Derek Lowe, an Arkansan by birth, got his BA from Hendrix College and his PhD in organic chemistry from Duke before spending time in Germany on a Humboldt Fellowship on his post-doc. He's worked for several major pharmaceutical companies since 1989 on drug discovery projects against schizophrenia, Alzheimer's, diabetes, osteoporosis and other diseases.
To contact Derek email him directly: derekb.lowe@gmail.com
Twitter: Dereklowe
Anyone looking over large data sets from human studies needs to be constantly on guard. Sinkholes are everywhere, many of them looking (at first glance) like perfectly solid ground on which to build some conclusions. This, to be honest, is one of the real problems with full release of clinical trial data sets: if you're not really up on your statistics, you can convince yourself of some pretty strange stuff.
Even people who are supposed to know what they're doing can bungle things. For instance, you may well have noticed a lot of papers coming out in the last few years correlating neuroimaging studies (such as fMRI) with human behaviors and personality traits. Neuroimaging is a wonderfully wide-open, complex, and important field, and I don't blame people for a minute for pushing it as far as it can go. But just how far is that?
A recent paper (PDF) suggests that the conclusions have run well ahead of the numbers. Recent papers have been reporting impressive correlations between the activation of particular brain regions and associated behaviors and traits. But when you look at the reproducibility of the behavioral measurements themselves, the correlation is 0.8 at best. And the reproducibility of the blood-oxygen fMRI measurements is about 0.7. The highest possible correlation you could expect from those two is the square root of their product, or 0.74. Problem is. . .a number of papers, including ones that get the big press, show correlations much higher than that. Which is impossible.
The Neurocritic blog has more details on this. What seems to have happened is that many researchers found signals in their patients that correlated with the behavior that they were studying, and then used that same set of data to compute the correlations between the subjects. I find, by watching people go by the in the street, that I can pick out a set of people who wear bright red jackets and have ugly haircuts. Herding them together and rating them on the redness of their attire and the heinousness of their hair, I find a notably strong correlation! Clearly, there is an underlying fashion deficiency that leads to both behaviors. Or people had their hair in their eyes when they bought their clothes. Further studies are indicated.
No, you can't do it like that. A selection error of that sort could let you relate anything to anything. The authors of the paper (Edward Vul and Nancy Kanwisher of MIT) have done the field a great favor by pointing this out. You can read how the field is taking the advice here.
2. NJBiologist on January 18, 2010 12:33 PM writes...

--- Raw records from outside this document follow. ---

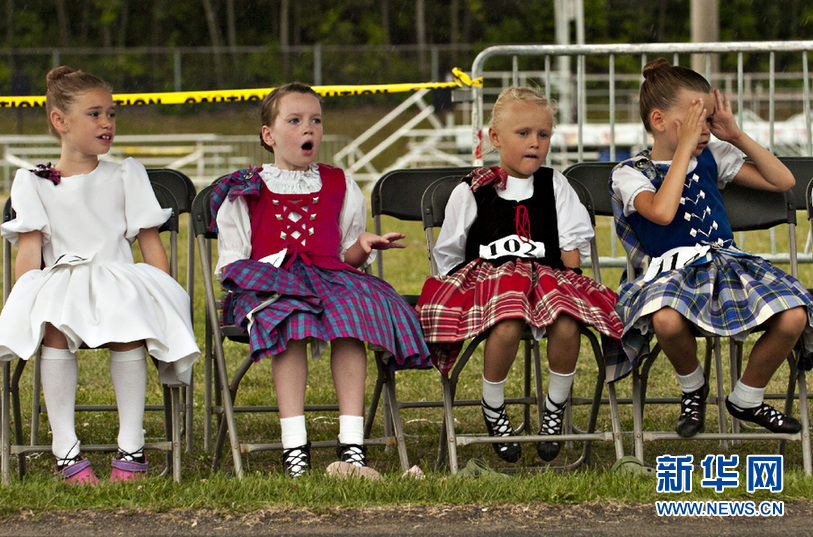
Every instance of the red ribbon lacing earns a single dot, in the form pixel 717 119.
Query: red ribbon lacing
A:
pixel 523 223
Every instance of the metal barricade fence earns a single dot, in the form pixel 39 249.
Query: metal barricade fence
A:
pixel 588 105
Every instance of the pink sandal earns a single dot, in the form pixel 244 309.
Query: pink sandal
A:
pixel 77 472
pixel 127 467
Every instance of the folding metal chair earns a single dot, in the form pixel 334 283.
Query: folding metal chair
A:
pixel 172 408
pixel 223 406
pixel 397 194
pixel 434 204
pixel 747 211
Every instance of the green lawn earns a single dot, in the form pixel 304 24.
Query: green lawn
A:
pixel 264 484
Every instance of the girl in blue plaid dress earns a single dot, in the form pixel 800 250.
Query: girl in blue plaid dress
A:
pixel 508 254
pixel 291 237
pixel 668 206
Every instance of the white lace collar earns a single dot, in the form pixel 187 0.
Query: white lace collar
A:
pixel 290 181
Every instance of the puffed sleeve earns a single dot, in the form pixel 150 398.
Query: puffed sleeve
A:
pixel 461 211
pixel 26 202
pixel 575 228
pixel 234 233
pixel 353 219
pixel 141 208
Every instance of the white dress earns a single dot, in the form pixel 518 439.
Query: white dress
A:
pixel 91 289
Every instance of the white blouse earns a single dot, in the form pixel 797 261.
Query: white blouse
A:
pixel 234 220
pixel 575 229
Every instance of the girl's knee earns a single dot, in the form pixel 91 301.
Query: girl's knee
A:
pixel 508 329
pixel 668 323
pixel 791 322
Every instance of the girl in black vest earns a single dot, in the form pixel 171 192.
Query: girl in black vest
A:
pixel 508 255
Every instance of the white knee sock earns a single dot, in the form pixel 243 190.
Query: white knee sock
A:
pixel 559 387
pixel 493 395
pixel 128 370
pixel 294 433
pixel 58 372
pixel 351 429
pixel 693 381
pixel 745 396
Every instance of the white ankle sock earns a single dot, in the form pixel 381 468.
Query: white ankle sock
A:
pixel 128 370
pixel 559 386
pixel 493 395
pixel 745 396
pixel 693 381
pixel 58 373
pixel 294 433
pixel 351 430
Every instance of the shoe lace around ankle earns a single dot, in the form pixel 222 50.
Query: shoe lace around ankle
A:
pixel 772 415
pixel 500 425
pixel 297 462
pixel 354 455
pixel 690 405
pixel 552 419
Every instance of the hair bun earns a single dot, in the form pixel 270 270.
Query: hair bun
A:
pixel 56 73
pixel 652 67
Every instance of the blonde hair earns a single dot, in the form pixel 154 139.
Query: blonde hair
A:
pixel 514 94
pixel 662 83
pixel 269 109
pixel 64 85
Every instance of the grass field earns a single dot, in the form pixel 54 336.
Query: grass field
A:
pixel 264 484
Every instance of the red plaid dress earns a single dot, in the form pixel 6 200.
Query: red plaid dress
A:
pixel 468 302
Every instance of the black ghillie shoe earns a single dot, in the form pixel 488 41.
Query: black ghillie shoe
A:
pixel 297 461
pixel 551 425
pixel 693 412
pixel 500 426
pixel 766 416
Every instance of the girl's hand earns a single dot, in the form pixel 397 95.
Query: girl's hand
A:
pixel 691 128
pixel 723 125
pixel 370 241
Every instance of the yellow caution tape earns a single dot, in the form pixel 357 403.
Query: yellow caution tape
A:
pixel 225 96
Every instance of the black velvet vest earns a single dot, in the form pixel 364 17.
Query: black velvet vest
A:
pixel 497 218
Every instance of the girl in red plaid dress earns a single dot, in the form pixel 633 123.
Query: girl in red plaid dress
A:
pixel 508 255
pixel 290 239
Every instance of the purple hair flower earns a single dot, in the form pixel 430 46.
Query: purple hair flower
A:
pixel 46 171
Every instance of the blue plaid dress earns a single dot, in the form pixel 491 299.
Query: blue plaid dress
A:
pixel 301 300
pixel 727 293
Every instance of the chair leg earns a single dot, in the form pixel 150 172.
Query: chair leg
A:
pixel 638 414
pixel 615 418
pixel 448 421
pixel 36 405
pixel 17 413
pixel 175 392
pixel 5 425
pixel 805 419
pixel 391 402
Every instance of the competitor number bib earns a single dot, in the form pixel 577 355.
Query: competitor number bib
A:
pixel 512 246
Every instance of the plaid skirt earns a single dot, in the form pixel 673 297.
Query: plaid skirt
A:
pixel 465 304
pixel 729 296
pixel 275 305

I'm going to nitpick here--and I acknowledge that it's nitpicking, as I agree wholeheartedly with the general idea that neuroimaging people may have overinterpreted their data.
"But when you look at the reproducibility of the behavioral measurements themselves, the correlation is 0.8 at best. And the reproducibility of the blood-oxygen fMRI measurements is about 0.7. The highest possible correlation you could expect from those two is the square root of their product, or 0.74."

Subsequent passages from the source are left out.